The consumer directed health care concept is based on the fact that ultimately employers and employees together have a vested interest in achieving levels of benefits and costs that are both affordable and sustainable.
A major goal of any consumer directed health plan should be to get the consumer more involved in both the cost and outcomes of certain health care procedures. Informed health care consumers make better medical related decisions and in many cases these decisions will result in both improved quality and lower costs.
Consumer directed plans are designed to provide the information and incentive necessary for individuals to be more efficient consumers of health care. One critical aspect of controlling health care costs is that consumers need to spend money on medical care like it is their own and not “some large insurance company’s money”.
In the past, consumer directed plan designs have taken on many forms: Medical Savings Accounts (MSAs), Flexible Spending Accounts (FSAs), Health Reimbursement Arrangements (HRAs) and Health Savings Accounts (HSAs). Many experts consider HRAs and HSAs to be the first generation of consumer directed health care products with mass market appeal.

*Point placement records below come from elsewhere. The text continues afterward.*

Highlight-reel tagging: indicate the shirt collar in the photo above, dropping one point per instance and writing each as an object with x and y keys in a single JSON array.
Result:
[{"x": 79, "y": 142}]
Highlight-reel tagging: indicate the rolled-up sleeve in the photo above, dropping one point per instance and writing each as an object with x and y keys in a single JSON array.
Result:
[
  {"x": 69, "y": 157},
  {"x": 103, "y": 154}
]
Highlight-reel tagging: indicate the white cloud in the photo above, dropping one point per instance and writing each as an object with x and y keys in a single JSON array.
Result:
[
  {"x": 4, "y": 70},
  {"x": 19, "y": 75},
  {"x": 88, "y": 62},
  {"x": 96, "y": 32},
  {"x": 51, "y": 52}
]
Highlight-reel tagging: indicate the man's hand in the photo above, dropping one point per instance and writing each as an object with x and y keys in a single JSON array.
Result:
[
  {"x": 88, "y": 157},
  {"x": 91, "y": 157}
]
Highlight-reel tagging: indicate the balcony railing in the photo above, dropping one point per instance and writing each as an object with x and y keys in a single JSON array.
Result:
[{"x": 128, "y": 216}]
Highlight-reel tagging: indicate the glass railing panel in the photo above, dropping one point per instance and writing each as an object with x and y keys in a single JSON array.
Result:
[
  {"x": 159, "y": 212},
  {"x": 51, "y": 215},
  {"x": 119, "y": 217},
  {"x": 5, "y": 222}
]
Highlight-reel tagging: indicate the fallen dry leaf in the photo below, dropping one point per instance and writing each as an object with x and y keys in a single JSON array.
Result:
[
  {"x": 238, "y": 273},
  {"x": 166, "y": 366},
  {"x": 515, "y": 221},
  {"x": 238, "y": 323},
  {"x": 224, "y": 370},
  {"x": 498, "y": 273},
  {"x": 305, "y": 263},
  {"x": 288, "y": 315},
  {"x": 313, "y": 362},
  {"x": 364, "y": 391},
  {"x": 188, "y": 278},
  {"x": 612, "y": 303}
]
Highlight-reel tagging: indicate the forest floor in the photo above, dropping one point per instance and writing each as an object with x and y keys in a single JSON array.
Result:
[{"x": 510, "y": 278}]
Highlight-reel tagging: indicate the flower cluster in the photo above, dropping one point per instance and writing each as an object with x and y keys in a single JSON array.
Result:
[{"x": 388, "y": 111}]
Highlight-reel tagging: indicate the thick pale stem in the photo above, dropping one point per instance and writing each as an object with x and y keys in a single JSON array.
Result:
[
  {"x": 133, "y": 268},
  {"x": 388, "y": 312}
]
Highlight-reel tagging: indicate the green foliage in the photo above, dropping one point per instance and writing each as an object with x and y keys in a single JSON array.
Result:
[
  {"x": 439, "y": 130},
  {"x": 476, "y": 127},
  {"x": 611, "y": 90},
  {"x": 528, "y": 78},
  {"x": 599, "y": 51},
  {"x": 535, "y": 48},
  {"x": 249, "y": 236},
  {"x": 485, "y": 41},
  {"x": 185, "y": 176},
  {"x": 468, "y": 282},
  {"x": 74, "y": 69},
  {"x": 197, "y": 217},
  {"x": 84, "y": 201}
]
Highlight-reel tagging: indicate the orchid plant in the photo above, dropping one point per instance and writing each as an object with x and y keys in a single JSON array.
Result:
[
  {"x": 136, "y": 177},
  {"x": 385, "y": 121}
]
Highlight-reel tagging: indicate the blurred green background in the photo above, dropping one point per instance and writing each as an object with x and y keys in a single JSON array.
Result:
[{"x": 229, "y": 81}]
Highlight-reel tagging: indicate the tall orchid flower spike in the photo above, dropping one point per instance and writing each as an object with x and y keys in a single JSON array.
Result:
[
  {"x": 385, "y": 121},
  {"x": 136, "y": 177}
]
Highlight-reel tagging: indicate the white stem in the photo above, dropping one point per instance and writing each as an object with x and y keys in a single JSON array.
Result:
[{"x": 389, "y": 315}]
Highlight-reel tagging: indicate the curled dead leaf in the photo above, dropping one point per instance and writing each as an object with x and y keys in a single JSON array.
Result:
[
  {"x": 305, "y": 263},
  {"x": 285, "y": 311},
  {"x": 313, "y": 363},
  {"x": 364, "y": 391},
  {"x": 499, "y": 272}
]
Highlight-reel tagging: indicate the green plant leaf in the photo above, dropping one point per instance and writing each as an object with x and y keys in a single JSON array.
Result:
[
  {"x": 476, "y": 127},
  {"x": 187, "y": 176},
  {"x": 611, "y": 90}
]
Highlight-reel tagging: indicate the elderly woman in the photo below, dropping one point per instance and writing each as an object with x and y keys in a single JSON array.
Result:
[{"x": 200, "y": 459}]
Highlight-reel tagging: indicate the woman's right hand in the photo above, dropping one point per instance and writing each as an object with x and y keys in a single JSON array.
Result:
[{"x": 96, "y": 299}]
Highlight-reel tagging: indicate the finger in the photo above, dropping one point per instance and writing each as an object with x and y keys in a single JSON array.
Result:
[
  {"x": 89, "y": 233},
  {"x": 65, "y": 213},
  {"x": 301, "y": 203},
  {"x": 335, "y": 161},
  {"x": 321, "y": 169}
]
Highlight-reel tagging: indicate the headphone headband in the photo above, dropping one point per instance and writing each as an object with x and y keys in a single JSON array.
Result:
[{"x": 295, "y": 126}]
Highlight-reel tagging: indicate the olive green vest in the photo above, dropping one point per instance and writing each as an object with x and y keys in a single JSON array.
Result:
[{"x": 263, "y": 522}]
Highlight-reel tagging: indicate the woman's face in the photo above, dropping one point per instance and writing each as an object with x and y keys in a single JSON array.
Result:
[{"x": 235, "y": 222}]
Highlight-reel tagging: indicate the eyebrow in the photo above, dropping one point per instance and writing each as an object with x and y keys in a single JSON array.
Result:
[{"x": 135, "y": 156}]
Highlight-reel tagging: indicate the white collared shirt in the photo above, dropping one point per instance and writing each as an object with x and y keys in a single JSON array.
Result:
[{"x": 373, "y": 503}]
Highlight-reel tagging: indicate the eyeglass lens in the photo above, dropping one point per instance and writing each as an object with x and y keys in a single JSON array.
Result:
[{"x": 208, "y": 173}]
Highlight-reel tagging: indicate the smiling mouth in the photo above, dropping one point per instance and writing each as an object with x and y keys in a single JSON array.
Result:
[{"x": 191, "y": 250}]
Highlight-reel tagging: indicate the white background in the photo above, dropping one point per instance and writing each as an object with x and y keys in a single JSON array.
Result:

Health Reimbursement Arrangements are typically paired with a high-deductible health plan and are 100% employer-funded. HRAs are created to help the employee offset the higher deductible and provide the employer with the opportunity to reduce overall health plan costs. Plan parameters and eligibility are established by the employer. HRAs have not received as much press coverage as HSAs but are an excellent fit for many employers.
Health Savings Accounts are the latest version of consumer directed health care plans. The core components of HSAs include a high deductible insurance product and a cash spending account. Contributions to HSAs may be made by employers, individuals, or both. The dollars placed into an HSA belong to the individual and go with the employee should they leave the company. The dollars remaining in the HSA account at the end of the year roll over. Proponents of Health Savings Accounts describe HSAs as combining the pre-tax treatment of an FSA, the portability and roll-over characteristics of a 401(k), and the tax-free distributions of a Roth IRA.
Although the advantages of HRAs and HSAs can be substantial, employers will want to do their homework prior to setting them up. The type of consumer directed health plan that best fits your organization will depend on your corporate structure, the accompanying administrative requirements and the overall objectives of your group health insurance plan. Companies will also need to look into how the creation of an HSA or HRA may affect their HIPAA medical privacy compliance requirements.
Although consumer directed healthcare plans are becoming familiar to human resource managers and other benefit professionals, remember that your employees and their dependents will need a substantial amount of education and communication. Employee education will be essential to successfully implementing a consumer directed health plan. If done properly, the pay off can be significant for both the employer and their employees.